Siyi Du,Nourhan Bayasi,Ghassan Hamarneh,Rafeef Garbi
2024-06-07
Abstract:Despite its clinical utility, medical image segmentation (MIS) remains a daunting task due to images' inherent complexity and variability. Vision transformers (ViTs) have recently emerged as a promising solution to improve MIS; however, they require larger training datasets than convolutional neural networks. To overcome this obstacle, data-efficient ViTs were proposed, but they are typically trained using a single source of data, which overlooks the valuable knowledge that could be leveraged from other available datasets. Naivly combining datasets from different domains can result in negative knowledge transfer (NKT), i.e., a decrease in model performance on some domains with non-negligible inter-domain heterogeneity. In this paper, we propose MDViT, the first multi-domain ViT that includes domain adapters to mitigate data-hunger and combat NKT by adaptively exploiting knowledge in multiple small data resources (domains). Further, to enhance representation learning across domains, we integrate a mutual knowledge distillation paradigm that transfers knowledge between a universal network (spanning all the domains) and auxiliary domain-specific branches. Experiments on 4 skin lesion segmentation datasets show that MDViT outperforms state-of-the-art algorithms, with superior segmentation performance and a fixed model size, at inference time, even as more domains are added. Our code is available at <a class="link-external link-https" href="https://github.com/siyi-wind/MDViT" rel="external noopener nofollow">this https URL</a>.
Computer Vision and Pattern Recognition
What problem does this paper attempt to address?
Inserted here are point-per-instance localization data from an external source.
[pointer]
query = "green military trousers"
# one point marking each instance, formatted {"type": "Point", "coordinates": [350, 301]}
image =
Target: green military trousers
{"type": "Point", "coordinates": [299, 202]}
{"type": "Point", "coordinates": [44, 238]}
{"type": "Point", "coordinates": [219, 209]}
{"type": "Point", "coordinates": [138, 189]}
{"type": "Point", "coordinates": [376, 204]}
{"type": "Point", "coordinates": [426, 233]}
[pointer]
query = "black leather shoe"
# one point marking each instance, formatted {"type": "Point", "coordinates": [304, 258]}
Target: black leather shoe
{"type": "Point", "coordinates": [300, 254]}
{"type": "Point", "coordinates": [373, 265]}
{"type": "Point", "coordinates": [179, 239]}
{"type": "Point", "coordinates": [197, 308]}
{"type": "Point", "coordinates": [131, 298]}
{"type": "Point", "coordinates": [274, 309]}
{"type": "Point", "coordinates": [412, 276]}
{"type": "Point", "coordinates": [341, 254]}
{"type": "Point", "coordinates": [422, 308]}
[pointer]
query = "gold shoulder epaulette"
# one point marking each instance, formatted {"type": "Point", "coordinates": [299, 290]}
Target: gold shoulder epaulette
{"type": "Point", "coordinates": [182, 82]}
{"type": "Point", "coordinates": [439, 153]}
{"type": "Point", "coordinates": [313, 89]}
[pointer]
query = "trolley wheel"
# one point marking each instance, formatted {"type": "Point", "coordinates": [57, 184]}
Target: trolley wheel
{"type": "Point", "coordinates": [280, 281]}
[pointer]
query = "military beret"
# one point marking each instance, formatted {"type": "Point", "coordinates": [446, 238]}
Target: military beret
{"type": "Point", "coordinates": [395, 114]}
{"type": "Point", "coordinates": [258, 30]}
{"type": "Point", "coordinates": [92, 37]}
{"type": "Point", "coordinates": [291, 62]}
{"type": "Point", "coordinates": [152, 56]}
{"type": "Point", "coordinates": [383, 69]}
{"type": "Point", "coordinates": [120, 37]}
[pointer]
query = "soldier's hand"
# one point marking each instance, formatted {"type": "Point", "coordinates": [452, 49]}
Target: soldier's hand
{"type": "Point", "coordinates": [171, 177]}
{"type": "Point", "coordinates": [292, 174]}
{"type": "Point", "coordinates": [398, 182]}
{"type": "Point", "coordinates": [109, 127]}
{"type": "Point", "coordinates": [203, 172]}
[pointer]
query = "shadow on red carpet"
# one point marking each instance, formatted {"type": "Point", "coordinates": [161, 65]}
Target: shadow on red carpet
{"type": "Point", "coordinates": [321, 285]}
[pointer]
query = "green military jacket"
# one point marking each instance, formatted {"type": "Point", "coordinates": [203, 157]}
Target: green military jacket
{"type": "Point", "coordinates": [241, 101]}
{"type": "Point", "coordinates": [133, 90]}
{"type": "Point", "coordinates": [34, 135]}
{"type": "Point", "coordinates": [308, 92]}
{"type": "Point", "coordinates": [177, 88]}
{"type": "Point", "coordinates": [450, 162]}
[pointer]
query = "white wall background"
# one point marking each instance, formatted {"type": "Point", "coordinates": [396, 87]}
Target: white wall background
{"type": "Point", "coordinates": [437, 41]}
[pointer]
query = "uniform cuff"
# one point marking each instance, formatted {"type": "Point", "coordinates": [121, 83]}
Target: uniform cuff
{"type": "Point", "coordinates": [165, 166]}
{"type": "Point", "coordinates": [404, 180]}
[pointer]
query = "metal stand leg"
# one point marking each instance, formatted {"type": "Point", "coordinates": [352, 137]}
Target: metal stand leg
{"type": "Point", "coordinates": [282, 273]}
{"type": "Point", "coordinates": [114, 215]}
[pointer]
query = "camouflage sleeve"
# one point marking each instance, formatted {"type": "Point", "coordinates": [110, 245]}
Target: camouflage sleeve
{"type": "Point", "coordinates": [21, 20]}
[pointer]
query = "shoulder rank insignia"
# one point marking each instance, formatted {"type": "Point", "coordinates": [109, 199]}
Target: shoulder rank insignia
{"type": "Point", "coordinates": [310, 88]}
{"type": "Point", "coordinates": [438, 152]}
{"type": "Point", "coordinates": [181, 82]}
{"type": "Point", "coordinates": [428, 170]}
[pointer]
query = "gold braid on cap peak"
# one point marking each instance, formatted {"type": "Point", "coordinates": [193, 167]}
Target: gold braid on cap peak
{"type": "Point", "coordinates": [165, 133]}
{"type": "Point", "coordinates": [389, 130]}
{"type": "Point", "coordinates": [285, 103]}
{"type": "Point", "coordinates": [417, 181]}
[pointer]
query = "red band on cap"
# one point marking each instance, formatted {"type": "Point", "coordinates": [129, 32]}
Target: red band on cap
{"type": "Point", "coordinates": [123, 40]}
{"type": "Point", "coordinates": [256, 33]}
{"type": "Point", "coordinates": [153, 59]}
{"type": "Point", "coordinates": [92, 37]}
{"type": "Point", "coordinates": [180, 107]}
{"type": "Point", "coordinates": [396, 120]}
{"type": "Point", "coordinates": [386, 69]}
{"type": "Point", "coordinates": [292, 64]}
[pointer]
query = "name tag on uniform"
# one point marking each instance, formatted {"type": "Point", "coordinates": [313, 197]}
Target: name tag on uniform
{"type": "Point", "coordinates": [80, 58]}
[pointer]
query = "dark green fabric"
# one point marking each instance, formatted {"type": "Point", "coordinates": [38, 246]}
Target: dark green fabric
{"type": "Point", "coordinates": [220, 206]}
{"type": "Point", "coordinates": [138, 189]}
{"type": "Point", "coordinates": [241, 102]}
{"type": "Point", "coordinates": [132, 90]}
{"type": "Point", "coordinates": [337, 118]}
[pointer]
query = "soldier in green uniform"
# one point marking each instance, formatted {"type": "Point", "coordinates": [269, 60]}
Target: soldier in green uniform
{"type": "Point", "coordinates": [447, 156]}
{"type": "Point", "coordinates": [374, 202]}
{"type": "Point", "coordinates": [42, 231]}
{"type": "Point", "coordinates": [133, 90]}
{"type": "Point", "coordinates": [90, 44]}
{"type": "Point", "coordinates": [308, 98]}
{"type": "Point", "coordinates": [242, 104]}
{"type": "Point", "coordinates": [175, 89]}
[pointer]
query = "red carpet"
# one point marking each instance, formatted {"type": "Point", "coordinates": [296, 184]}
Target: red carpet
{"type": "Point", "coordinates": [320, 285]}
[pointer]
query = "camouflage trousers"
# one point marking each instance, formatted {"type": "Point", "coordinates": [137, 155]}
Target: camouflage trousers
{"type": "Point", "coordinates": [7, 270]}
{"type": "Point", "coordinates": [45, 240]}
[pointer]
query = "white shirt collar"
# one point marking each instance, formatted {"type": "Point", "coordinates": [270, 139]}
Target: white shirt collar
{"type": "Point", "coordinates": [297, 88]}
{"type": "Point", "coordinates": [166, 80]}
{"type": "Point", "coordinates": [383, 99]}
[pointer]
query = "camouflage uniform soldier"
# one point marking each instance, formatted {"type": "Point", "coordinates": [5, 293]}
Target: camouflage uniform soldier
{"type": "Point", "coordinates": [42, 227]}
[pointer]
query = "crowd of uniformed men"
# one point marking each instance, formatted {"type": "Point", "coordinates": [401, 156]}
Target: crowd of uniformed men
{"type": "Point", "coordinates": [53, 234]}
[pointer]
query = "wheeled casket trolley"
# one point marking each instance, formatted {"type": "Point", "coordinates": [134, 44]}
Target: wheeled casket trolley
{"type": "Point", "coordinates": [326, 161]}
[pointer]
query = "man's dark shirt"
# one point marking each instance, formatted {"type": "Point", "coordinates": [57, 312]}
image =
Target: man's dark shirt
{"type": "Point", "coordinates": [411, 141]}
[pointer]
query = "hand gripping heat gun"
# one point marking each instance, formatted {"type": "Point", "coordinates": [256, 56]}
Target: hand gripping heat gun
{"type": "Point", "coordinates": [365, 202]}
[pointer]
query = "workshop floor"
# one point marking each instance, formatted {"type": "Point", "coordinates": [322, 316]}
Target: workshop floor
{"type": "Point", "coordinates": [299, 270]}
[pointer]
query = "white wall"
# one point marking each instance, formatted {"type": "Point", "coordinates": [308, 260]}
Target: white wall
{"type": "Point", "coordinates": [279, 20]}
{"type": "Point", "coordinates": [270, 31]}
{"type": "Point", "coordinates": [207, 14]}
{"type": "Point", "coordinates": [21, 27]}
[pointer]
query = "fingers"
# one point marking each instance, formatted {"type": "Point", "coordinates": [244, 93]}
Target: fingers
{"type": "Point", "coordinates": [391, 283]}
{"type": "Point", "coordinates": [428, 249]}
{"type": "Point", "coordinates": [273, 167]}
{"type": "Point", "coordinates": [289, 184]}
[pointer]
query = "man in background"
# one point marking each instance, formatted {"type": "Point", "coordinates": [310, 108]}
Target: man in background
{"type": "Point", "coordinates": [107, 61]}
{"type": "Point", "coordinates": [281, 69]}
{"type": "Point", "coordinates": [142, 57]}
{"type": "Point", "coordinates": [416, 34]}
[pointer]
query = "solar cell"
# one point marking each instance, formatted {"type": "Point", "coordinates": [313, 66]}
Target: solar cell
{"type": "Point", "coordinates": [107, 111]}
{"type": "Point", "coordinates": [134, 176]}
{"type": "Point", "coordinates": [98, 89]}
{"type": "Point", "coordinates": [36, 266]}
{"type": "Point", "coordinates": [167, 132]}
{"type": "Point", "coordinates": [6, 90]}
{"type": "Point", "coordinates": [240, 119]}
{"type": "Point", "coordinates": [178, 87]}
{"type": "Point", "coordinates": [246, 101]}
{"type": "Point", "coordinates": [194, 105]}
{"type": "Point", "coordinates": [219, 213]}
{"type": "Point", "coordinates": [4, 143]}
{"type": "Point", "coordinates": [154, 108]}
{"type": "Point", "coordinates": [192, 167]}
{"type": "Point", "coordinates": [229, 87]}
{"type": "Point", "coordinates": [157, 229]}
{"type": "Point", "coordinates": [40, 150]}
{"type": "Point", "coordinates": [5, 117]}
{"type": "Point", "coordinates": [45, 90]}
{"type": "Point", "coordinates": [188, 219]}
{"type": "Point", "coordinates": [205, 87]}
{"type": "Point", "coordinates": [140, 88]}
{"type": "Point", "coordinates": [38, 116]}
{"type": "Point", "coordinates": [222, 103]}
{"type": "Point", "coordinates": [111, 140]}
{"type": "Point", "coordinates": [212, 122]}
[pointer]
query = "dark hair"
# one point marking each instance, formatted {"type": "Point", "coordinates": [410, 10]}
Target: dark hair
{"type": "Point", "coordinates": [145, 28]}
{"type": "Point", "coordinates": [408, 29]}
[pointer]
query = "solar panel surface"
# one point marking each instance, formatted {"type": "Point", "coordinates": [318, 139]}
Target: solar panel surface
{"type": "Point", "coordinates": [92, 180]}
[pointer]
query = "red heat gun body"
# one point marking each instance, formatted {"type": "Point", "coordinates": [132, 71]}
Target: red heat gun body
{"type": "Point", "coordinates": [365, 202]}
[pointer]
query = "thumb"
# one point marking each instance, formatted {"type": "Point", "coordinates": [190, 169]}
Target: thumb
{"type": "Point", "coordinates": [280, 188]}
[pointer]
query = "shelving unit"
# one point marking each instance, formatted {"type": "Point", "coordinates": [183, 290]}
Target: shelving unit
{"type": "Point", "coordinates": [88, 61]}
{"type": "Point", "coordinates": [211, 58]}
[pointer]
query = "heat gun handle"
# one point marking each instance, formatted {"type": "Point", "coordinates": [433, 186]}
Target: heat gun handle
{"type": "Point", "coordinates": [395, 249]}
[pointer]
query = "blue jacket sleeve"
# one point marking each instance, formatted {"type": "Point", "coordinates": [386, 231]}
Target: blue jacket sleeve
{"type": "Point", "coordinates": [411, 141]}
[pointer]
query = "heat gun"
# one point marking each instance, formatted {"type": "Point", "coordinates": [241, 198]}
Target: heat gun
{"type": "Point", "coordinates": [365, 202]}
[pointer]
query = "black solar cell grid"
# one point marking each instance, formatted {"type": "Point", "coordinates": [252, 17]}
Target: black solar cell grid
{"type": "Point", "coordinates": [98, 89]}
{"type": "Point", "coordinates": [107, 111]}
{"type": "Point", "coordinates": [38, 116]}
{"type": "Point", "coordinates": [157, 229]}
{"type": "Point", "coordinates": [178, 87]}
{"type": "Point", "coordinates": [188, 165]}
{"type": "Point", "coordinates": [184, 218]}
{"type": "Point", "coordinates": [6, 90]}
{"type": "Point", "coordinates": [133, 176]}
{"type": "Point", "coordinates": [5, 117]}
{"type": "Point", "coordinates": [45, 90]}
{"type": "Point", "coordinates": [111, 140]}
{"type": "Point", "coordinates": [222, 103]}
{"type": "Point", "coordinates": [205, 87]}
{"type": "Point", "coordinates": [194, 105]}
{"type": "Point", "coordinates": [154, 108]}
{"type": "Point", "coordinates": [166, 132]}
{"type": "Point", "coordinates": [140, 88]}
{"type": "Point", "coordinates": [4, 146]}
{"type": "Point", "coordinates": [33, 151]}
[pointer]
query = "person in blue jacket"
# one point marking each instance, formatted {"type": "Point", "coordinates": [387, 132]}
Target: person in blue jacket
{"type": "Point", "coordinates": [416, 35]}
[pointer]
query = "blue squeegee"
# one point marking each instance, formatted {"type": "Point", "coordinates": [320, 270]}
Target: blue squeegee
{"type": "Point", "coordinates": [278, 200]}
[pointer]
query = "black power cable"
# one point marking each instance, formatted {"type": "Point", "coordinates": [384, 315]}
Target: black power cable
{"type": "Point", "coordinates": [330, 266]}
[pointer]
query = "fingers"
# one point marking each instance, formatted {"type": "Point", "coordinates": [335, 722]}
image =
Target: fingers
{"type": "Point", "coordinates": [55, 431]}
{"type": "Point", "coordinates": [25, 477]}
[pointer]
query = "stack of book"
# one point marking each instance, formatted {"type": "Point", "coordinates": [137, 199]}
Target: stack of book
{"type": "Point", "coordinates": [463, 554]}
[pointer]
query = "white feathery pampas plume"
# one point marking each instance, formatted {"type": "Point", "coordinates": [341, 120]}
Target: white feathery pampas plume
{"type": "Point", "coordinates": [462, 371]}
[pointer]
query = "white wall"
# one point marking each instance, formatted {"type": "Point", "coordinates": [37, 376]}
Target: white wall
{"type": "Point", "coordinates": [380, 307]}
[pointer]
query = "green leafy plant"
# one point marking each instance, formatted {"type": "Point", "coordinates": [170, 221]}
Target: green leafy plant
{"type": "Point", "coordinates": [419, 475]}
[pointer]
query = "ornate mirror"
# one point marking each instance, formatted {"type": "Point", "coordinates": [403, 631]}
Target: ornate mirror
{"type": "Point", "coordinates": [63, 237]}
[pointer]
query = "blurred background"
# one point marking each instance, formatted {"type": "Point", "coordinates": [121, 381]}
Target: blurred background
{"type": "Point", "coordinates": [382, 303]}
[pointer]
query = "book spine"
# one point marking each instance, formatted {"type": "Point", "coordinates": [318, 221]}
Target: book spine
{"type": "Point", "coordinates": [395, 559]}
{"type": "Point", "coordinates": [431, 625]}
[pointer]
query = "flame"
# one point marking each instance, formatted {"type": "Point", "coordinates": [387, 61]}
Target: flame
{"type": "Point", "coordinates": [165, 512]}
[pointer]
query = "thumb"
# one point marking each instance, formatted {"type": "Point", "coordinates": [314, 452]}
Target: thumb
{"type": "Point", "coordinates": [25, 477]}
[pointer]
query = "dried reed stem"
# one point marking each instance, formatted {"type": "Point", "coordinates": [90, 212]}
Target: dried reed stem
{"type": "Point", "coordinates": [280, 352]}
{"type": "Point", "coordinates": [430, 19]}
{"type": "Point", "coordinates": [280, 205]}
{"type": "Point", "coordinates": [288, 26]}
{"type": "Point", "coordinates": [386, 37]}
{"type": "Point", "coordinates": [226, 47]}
The problem that this paper attempts to solve is the challenges faced in training Vision Transformers (ViTs) on small - scale medical image segmentation datasets. Specifically, although ViTs have shown potential in Medical Image Segmentation (MIS), they require more data to train than Convolutional Neural Networks (CNNs), which is often difficult to meet in practical applications, especially when dealing with small - scale datasets. In addition, simply combining datasets from different domains for use may lead to Negative Knowledge Transfer (NKT), that is, the performance of the model in some domains decreases because of the significant heterogeneity of data in different domains. To solve these problems, the authors propose MDViT (Multi - domain Vision Transformer), which is a multi - domain ViT containing Domain Adapters, aiming to alleviate the data requirements and combat NKT by adaptively utilizing knowledge in multiple small - data resources (domains). Moreover, in order to enhance cross - domain representation learning, the authors also integrate a Mutual Knowledge Distillation paradigm, which transfers knowledge between the general network (covering all domains) and auxiliary domain - specific network branches. Through these innovations, MDViT can improve the segmentation performance on multiple skin lesion segmentation datasets while maintaining a fixed model size, even when more domains are added. The experimental results show that MDViT outperforms the existing state - of - the - art algorithms on four skin lesion segmentation datasets. In particular, on the skin cancer detection dataset, compared with Separate Training (ST), the IOU is increased by 10.16%.